The oldest-known catalogue of the library was compiled in 1769. The Bibliothecae Regiae catalogus, a catalogue of works organised by author, was published in five volumes between 1820 and 1829, its compilation being overseen by Barnard. A hand-written subject catalogue also exists; work on this subject catalogue may have started in the 1790s, and it was kept updated through several subsequent decades. The library's pamphlets were catalogued for the first time following the Library's move to the British Museum.

In 1769 the library contained 11,200 printed titles, in 19,500 volumes. By the time it passed to the British Museum in 1827 it had grown to 65,000 printed volumes, as well as 17,500 pamphlets and 446 manuscripts; the manuscripts mainly date from the reign of George III and few are of particular note.

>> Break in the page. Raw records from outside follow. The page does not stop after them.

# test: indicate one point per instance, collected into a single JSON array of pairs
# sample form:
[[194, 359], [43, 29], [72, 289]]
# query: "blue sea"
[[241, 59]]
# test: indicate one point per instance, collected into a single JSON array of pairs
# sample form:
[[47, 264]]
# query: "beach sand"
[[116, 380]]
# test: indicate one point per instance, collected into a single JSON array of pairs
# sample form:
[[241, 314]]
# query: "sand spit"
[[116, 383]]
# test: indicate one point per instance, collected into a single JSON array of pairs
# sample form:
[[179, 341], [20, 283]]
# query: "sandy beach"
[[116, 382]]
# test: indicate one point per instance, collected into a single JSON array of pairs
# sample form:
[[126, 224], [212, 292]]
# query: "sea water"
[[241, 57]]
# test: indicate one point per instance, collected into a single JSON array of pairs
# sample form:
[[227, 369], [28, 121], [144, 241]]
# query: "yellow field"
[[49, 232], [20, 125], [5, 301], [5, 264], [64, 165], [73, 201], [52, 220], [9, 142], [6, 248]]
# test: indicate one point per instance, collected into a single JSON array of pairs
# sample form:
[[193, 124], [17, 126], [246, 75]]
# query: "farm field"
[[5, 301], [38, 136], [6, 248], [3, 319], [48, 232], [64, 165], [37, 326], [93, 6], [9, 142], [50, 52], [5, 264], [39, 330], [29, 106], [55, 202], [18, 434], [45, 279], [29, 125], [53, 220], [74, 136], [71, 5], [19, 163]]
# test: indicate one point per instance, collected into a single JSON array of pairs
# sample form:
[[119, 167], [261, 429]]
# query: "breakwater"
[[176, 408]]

Analysis of the subject catalogue shows that as of 1820 44% of the titles in the library were concerned with history, and 16% were literature of various kinds. An extensive range of subjects was represented by smaller numbers of works. Recent literature was not particularly well represented, with, for instance, no works by Jane Austen being listed. It seems that library policy was only to collect novels once it was clear that the author in question had gained an enduring and positive reputation. 260 editions of the Bible were included, and works from other European countries were well represented. For instance, 57% of the history titles had been published outside Britain. There was a good selection of library catalogues from other collections, and runs of the official publications of Parliament. For an eighteenth-century library there was an unusually good selection of periodicals, although newspapers were not collected.